Глубокой ночью затрещал телефон. Головко вскочил с дивана, сон вмиг прошел.
— Еду к вам, Арсений Григорьевич! — услышал он в трубке голос наркома ВМФ.
— Когда? — только и спросил несколько растерявшийся Головко.
— Вылетаю через час, а возможно, чуть позже. У меня «Дуглас» старенький. К утру буду в Мурманске.
«Как в воду глядел Дубовцев, когда говорил о приезде наркома», — подумал Головко.
И вот адмирал Кузнецов стоит в кабинете командующего — высокий, грузноватый, но все такой же деятельный и энергичный. Он снял шинель, повесил ее на вешалку, потом, приглаживая ладонью волосы, сел в кресло.
— Чертовски устаю в последнее время, — сказал он. — Да и ездить приходится часто. Но я люблю ездить: встречаешься с новыми людьми, лучше узнаешь их жизнь, проблемы, которые их волнуют. Вообще-то вся наша жизнь — проблемы… Ну а как ты поживаешь, Арсений Григорьевич?
— Вы садитесь к столу, Николай Герасимович, — пригласил комфлот. — Сейчас нам подадут завтрак. Вы с дороги, еще не успели перекусить, а я тоже дома ничего в рот не брал. Чай или кофе?
— Что-нибудь… Так как ты живешь? — повторил вопрос нарком.

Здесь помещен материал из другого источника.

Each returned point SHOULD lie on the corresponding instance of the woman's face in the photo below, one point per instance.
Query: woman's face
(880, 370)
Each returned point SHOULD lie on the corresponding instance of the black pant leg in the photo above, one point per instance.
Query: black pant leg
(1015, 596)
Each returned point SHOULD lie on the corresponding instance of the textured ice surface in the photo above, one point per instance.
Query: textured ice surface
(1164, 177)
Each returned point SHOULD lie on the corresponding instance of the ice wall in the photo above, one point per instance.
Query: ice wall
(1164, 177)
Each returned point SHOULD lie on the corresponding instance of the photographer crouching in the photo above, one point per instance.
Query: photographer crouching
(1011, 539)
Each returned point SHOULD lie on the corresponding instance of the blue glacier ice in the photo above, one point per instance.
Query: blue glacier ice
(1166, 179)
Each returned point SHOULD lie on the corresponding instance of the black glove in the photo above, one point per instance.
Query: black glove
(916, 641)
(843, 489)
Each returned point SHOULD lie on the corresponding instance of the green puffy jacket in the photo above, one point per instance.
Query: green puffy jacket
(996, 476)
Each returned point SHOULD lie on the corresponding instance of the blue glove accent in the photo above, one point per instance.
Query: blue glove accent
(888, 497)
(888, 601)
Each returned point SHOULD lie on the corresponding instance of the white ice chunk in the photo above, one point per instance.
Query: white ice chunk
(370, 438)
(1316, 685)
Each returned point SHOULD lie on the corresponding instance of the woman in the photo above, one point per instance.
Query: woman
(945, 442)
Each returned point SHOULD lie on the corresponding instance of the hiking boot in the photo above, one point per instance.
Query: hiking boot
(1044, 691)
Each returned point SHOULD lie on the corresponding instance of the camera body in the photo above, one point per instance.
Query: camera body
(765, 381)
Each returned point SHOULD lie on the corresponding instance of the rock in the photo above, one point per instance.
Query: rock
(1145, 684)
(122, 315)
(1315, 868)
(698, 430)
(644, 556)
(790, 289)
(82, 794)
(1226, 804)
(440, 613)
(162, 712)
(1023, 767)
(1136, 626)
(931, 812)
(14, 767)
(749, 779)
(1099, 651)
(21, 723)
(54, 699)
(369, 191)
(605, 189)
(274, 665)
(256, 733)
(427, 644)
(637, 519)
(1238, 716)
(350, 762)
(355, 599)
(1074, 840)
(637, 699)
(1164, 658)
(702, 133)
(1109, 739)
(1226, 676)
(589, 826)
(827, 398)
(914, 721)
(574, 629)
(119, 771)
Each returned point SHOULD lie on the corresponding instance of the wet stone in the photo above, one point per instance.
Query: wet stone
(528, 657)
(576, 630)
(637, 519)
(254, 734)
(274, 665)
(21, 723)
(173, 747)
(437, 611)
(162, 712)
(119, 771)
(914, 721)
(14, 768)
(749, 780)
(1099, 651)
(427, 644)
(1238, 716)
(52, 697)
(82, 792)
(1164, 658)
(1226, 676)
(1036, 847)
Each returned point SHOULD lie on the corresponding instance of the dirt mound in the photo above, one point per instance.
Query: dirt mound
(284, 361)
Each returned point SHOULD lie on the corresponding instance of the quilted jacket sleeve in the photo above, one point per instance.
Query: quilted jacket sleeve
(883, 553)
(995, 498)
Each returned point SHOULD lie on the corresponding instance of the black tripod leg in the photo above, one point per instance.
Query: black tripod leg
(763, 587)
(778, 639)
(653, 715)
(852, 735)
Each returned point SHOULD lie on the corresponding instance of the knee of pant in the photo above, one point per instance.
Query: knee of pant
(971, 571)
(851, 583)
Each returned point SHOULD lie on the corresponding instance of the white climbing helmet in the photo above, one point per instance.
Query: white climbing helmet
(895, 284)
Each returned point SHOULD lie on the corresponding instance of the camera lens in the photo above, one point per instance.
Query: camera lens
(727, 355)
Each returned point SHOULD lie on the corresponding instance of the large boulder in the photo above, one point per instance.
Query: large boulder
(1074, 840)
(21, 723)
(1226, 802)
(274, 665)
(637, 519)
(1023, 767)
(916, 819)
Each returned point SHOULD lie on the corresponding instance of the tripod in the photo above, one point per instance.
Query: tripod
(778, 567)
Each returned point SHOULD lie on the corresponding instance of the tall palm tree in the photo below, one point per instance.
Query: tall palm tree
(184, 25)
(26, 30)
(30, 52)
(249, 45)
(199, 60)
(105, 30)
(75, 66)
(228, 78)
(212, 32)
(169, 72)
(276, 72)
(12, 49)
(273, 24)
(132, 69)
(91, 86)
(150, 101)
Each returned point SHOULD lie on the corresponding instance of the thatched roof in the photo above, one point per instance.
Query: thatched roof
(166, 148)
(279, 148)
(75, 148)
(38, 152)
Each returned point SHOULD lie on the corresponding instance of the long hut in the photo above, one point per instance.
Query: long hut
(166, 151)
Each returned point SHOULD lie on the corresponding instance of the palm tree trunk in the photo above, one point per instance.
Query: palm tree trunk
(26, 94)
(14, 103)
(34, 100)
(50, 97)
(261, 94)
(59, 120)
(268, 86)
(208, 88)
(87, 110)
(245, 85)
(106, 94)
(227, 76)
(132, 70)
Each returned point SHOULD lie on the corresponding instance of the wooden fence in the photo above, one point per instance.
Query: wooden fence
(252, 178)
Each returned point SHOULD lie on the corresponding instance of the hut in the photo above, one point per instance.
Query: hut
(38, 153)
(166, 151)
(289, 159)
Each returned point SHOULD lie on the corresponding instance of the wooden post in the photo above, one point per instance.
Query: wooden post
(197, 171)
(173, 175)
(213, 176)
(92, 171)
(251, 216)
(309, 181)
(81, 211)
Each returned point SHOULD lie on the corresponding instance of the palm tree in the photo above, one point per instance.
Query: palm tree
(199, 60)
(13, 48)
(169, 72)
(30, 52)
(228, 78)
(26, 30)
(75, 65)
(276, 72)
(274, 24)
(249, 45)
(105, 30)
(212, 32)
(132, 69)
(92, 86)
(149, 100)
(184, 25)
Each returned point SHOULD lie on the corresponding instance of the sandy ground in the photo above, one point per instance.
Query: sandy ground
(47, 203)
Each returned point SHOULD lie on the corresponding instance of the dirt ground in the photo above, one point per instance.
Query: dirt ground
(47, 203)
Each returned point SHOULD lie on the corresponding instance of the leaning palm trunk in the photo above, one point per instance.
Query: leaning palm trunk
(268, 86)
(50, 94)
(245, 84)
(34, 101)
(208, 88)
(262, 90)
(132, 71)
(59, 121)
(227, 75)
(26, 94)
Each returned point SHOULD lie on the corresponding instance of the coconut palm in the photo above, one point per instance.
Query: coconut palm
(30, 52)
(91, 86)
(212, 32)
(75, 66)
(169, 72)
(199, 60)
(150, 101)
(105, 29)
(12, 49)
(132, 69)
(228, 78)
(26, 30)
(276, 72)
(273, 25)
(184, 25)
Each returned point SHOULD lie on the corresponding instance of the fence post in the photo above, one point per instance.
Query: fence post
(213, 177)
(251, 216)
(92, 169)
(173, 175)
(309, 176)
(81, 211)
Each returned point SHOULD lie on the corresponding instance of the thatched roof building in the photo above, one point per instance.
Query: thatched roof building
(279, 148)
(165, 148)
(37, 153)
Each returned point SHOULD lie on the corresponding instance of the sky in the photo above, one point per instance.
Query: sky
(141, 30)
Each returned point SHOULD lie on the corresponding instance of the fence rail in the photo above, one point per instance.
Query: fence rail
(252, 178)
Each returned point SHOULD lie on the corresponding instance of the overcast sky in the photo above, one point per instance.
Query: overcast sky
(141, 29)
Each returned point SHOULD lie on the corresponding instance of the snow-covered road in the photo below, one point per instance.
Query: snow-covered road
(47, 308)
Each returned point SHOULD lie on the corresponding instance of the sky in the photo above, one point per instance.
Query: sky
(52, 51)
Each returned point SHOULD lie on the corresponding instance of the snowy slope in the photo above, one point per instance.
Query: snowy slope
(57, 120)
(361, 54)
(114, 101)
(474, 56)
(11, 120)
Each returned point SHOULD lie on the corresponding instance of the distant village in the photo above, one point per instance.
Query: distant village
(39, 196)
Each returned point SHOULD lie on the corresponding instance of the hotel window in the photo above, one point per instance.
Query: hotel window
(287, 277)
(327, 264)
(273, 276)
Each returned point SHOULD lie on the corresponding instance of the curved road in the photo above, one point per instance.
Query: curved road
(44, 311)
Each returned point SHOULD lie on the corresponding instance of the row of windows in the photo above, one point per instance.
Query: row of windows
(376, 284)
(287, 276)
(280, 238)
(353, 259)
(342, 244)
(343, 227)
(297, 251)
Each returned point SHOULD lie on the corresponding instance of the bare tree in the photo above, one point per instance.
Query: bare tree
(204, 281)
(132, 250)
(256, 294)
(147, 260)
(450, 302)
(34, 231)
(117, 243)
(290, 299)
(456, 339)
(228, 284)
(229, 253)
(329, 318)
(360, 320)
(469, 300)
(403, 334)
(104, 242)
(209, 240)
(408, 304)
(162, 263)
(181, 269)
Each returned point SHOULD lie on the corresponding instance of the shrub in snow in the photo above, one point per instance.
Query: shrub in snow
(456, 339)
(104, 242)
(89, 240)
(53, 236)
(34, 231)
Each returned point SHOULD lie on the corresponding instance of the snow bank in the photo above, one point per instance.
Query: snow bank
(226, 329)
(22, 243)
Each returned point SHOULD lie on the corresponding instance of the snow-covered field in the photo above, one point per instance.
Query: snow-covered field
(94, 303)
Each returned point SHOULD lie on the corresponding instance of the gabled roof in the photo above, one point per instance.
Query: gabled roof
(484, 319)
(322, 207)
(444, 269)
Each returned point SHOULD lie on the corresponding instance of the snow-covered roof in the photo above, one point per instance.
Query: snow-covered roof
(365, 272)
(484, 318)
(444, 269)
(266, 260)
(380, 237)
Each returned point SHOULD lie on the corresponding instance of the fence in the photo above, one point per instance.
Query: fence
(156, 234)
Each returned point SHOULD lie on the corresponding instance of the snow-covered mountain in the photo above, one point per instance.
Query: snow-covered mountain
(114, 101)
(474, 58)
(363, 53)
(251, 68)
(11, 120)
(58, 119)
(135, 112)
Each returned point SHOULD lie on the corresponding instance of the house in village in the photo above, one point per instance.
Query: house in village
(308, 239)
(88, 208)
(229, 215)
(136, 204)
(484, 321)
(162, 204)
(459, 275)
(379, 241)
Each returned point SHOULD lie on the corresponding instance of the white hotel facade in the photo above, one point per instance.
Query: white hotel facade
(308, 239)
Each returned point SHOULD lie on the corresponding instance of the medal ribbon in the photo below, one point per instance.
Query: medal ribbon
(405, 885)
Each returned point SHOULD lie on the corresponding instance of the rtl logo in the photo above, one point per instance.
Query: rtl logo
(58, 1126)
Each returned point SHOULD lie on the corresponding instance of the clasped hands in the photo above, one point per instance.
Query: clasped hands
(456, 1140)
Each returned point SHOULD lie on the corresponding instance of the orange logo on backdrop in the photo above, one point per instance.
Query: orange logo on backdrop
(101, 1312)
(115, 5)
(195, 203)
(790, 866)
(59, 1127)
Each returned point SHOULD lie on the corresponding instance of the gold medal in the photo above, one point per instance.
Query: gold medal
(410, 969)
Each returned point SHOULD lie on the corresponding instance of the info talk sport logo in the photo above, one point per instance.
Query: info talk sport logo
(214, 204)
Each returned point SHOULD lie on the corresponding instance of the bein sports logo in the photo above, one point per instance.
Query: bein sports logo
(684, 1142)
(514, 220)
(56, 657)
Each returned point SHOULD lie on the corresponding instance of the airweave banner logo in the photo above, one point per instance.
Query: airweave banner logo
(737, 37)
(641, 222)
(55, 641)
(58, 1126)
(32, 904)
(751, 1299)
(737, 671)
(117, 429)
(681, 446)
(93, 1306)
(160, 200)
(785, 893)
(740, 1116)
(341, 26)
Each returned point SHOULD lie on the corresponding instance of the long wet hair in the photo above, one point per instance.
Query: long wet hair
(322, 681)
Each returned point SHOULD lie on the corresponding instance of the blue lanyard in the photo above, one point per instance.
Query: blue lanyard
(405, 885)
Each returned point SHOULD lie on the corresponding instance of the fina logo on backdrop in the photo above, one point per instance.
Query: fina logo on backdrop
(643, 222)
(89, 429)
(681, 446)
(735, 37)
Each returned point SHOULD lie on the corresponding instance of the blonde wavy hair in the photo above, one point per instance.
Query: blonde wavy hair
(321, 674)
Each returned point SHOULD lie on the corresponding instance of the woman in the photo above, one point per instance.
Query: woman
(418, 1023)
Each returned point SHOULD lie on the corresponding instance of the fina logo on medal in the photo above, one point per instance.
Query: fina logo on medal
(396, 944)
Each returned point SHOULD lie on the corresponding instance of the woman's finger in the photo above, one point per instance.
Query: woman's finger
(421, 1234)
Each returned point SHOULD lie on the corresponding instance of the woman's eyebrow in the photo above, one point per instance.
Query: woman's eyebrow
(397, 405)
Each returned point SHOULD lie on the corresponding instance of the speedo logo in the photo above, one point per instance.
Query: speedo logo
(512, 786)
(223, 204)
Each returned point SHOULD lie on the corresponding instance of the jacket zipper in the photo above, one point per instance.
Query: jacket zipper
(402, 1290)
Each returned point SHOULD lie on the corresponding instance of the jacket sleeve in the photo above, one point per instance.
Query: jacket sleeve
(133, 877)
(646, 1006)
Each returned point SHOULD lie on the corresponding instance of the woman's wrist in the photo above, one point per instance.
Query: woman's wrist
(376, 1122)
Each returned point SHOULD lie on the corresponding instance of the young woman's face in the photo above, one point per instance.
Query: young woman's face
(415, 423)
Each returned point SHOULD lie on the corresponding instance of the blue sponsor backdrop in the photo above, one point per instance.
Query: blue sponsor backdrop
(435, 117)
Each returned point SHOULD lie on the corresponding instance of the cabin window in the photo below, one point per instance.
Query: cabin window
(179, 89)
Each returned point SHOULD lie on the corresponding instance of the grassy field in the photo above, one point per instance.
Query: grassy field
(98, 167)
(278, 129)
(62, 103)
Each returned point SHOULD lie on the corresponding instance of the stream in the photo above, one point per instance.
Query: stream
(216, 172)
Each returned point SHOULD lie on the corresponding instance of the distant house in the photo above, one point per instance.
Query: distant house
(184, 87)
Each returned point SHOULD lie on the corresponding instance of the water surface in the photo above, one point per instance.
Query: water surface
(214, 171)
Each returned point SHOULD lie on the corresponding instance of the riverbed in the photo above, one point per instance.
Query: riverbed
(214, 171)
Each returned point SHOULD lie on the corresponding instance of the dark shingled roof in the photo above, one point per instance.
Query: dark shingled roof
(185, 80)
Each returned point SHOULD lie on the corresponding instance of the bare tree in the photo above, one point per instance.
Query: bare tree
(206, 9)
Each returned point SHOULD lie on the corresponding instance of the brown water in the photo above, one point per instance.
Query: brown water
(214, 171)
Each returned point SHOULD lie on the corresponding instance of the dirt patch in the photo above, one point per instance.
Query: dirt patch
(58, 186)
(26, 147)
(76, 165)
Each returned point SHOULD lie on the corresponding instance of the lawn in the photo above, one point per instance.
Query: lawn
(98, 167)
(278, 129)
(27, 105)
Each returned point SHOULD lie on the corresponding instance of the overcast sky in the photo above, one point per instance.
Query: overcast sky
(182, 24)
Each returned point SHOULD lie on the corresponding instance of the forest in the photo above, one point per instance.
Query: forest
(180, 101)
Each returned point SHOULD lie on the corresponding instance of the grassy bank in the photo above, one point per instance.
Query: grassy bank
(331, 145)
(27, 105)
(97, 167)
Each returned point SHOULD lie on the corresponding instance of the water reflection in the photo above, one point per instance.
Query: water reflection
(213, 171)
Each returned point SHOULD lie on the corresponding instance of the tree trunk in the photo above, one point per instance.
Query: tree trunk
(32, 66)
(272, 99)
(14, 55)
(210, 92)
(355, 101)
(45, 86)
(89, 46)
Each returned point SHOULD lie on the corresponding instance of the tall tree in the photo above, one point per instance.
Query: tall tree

— В делах и заботах флота, — улыбнулся Арсений Григорьевич. — Если кто-либо добыл победу над врагом — радуюсь, хвалю героев и вроде как сам переживаю эту победу. А когда флот что-то теряет — места себе не нахожу: и людей жаль, и себя укоряешь в том, что, видно, не все делаю, чтобы уменьшить свои потери. Словом, жизнь — это радости и печали.
В кабинет вошел адъютант с подносом.
— Чай и бутерброды, товарищ командующий. Есть вино, дать?
— Как вы, Николай Герасимович, насчет наркомовского пайка?
— Если паек, да еще наркомовский, давай наливай, что-то с дороги озяб…
Адъютант был уже у двери, когда Головко попросил его найти члена Военного совета флота Николаева.
— Он на подводной лодке…
Вице-адмирал Николаев появился, когда они допивали чай. Увидев наркома ВМФ, он остановился у двери.